I thought you must have something to start you off, and I took bread and milk for you. It’s all in the larder.” They were at the bottom of the stairs now and Mary had gone down them stepping carefully in the center of the worn treads, as she had done as a child. “The parlor and dining room are clean but they’ve not been lived in for some while, for Miss Lindsay was bedridden at the last. They smell a bit damp and I laid a fire in the parlor just in case you should wish to put a match to it.”
In the kitchen she gave Mary the bills and put on a shrunken coat that hung behind the door. It must once have been a child’s and was as much too tight for her as Baker’s coat was too large for him. “I’ll be around in the morning at ten o’clock,” she said. “You won’t be nervous all on your own?”
“I don’t think I’ve got a nerve in my body,” said Mary. “I’ve been terrified, in the blitz, but never nervous. I slept alone in my London flat.”
“Ah, you’re used to it,” said Mrs. Baker. “Good night, dear,” and she banged the door behind her and was gone.
Now I’m alone in my house, thought Mary. Now it’s beginning.
She went upstairs again and in the last of the sunset light unpacked her things, folding them carefully away in the drawers that Mrs. Baker had lined with clean white paper, stopping sometimes to look at the room and get the feel of it, for she was one of those women to whom the privacy of her bedroom is as important as his shell to a snail. It was always a matter of astonishment to her that those religious who slept not in cells but in dormitories could retain their sanity. She supposed they abandoned their shell for love of God and in prayer found the sheltering of His hand instead.
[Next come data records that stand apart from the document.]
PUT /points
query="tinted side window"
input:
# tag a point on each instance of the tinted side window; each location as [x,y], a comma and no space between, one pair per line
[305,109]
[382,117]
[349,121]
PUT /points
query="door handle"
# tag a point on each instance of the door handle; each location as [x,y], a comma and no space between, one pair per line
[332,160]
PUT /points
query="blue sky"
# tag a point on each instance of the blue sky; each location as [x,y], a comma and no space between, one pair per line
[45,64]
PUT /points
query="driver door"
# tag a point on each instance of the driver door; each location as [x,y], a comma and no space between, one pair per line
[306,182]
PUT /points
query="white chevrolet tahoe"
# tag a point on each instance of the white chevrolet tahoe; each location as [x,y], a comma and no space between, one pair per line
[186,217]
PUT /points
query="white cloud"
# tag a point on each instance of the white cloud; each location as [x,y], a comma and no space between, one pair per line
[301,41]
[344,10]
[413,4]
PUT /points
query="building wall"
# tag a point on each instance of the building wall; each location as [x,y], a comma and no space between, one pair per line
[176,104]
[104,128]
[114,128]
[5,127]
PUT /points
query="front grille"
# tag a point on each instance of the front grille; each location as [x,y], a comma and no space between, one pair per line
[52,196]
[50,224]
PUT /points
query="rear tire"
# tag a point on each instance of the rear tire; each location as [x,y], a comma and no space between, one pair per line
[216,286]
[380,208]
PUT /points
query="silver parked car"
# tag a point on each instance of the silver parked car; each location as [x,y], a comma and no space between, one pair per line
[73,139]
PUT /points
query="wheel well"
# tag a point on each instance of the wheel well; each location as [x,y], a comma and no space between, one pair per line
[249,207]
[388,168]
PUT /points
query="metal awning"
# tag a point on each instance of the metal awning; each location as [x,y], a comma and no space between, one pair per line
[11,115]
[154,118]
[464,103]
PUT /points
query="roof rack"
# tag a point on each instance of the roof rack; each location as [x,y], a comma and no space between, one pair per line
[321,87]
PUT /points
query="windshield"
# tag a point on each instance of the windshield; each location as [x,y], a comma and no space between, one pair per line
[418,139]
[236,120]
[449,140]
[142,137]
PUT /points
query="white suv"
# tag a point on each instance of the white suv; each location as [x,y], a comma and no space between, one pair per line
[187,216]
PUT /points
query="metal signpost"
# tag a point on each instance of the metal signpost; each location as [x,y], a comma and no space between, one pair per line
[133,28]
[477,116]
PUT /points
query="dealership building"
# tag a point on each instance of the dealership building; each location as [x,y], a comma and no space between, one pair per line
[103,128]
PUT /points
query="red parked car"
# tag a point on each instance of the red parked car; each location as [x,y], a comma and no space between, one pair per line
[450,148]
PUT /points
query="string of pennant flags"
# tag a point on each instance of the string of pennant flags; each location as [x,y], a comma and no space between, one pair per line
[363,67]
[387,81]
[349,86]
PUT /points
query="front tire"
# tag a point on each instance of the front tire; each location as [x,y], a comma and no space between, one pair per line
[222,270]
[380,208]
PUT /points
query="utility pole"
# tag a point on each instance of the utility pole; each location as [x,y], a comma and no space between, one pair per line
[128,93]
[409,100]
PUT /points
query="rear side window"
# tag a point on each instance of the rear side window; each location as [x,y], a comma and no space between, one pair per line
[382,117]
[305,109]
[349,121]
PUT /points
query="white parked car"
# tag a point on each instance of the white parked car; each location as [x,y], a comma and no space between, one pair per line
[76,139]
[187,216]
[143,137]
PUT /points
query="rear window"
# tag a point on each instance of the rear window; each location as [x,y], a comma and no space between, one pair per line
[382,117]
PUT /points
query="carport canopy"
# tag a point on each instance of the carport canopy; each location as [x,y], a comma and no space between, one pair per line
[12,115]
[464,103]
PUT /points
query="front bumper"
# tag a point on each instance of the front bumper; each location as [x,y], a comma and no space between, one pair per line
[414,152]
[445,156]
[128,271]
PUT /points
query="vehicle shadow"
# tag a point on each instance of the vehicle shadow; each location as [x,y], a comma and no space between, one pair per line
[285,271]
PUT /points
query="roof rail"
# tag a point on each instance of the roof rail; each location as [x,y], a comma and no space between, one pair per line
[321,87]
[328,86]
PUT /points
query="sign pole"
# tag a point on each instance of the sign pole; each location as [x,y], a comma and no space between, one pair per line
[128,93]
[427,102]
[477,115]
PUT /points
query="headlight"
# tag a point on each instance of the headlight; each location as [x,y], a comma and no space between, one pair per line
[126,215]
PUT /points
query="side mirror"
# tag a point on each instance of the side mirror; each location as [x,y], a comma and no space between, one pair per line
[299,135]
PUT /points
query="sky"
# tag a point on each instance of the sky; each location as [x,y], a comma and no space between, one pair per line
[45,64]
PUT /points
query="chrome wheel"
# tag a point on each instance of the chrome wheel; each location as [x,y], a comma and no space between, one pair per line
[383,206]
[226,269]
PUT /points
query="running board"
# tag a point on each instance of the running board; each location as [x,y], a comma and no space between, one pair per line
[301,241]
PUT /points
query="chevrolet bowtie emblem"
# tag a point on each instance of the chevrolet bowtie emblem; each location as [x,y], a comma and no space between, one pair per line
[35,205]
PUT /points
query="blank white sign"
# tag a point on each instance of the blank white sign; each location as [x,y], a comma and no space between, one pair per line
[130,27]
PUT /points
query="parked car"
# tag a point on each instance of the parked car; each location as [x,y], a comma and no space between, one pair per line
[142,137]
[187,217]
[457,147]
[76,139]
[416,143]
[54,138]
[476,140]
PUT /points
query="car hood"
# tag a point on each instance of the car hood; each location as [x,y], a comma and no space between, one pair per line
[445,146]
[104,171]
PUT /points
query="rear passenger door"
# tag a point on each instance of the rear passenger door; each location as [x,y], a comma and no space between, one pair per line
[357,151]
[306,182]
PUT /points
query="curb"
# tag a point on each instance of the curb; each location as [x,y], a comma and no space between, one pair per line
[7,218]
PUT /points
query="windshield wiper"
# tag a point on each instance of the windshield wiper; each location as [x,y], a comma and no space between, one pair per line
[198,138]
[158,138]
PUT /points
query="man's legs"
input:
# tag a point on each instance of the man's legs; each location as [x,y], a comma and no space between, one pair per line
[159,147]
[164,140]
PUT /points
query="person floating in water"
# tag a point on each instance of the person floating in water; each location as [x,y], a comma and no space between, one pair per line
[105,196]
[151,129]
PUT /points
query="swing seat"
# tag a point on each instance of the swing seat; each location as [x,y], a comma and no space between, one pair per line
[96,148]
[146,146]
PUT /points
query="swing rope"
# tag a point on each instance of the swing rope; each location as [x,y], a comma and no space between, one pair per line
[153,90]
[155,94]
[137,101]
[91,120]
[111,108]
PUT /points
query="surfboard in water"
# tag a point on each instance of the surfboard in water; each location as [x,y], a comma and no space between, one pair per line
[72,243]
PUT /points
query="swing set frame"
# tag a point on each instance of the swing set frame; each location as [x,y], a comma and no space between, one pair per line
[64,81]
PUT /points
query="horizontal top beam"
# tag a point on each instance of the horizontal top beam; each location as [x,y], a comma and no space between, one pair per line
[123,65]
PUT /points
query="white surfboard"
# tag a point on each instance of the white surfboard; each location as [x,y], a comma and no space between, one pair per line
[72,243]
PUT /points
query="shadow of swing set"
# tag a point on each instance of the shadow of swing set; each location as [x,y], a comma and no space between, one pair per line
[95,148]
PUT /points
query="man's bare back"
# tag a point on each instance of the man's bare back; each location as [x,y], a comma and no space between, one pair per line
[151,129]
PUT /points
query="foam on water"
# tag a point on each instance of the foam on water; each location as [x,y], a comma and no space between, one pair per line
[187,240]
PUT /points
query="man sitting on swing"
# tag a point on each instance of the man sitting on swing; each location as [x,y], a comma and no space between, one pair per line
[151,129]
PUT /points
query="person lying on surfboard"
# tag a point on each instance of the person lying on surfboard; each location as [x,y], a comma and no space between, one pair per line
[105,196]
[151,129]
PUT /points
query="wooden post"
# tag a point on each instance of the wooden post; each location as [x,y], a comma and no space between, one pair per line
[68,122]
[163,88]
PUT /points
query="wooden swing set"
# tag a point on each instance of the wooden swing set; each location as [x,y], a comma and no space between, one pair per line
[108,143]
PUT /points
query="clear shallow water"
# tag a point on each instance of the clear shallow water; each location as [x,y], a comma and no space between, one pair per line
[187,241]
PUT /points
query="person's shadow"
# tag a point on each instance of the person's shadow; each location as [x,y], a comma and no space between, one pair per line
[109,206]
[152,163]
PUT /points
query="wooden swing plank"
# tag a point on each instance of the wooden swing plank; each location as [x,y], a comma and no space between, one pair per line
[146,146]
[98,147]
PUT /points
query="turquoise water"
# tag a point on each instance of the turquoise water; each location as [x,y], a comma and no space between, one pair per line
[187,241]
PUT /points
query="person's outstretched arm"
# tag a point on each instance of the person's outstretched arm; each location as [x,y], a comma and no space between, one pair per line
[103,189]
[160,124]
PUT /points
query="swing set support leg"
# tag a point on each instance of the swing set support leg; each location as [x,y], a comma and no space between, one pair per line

Mary herself came of an agnostic family but she had been confirmed at school, under pressure from her head mistress, had enjoyed singing hymns in chapel and still went to church at Christmas and Easter, finding herself deeply moved by the beliefs that were the rock beneath the charming traditions and practices. But where had she heard the phrase that had come into her mind, the sheltering of God’s hand? She couldn’t imagine. It had seemed to come from the room.
The light had nearly gone but she had taken possession of her shell. Many other women had called it theirs but they had passed and now it was hers. Her Chinese dressing gown with the golden dragons lay on the bed and the silver-backed brushes and silver-topped bottles from her dressing case, miraculously not smashed when Mr. Baker dropped it, sparkled on the grave Victorian mahogany dressing table. John’s photograph was on the mantelpiece and a volume of Jane Austen was by her bed. She liked Jane. She liked her cheerful sanity. She had expected no very great things of human nature, yet she had loved it, and in Mr. Knightley and Jane Bennett she had portrayed a quiet steady goodness that had been as lasting in literature as it would have been in life. And she had lived in a house much like this, in a village hidden in a quiet fold of green and rural England, and found her existence entirely satisfying. That’s why I’ve come, thought Mary. To have a look at the few last fragments of her England before it is too late; that and to keep faith with Cousin Mary.
She groped her way down the stairs and struggled with the oil lamp that Mrs. Baker had put ready for her in the kitchen. She succeeded in lighting it at last and by its soft light ate a supper of cold ham, bananas and tea. By the time she had finished, it was quite dark and she could see three stars in the windowpane. She was, she found, dreadfully tired and her limbs felt like lead as she washed up and stoked the Rayburn. But there was something she had to know before she went to bed. All day the surface of her mind had been obsessed with practical problems but all the time, in her heart and at the back of her mind, had been the little things. Were they still here?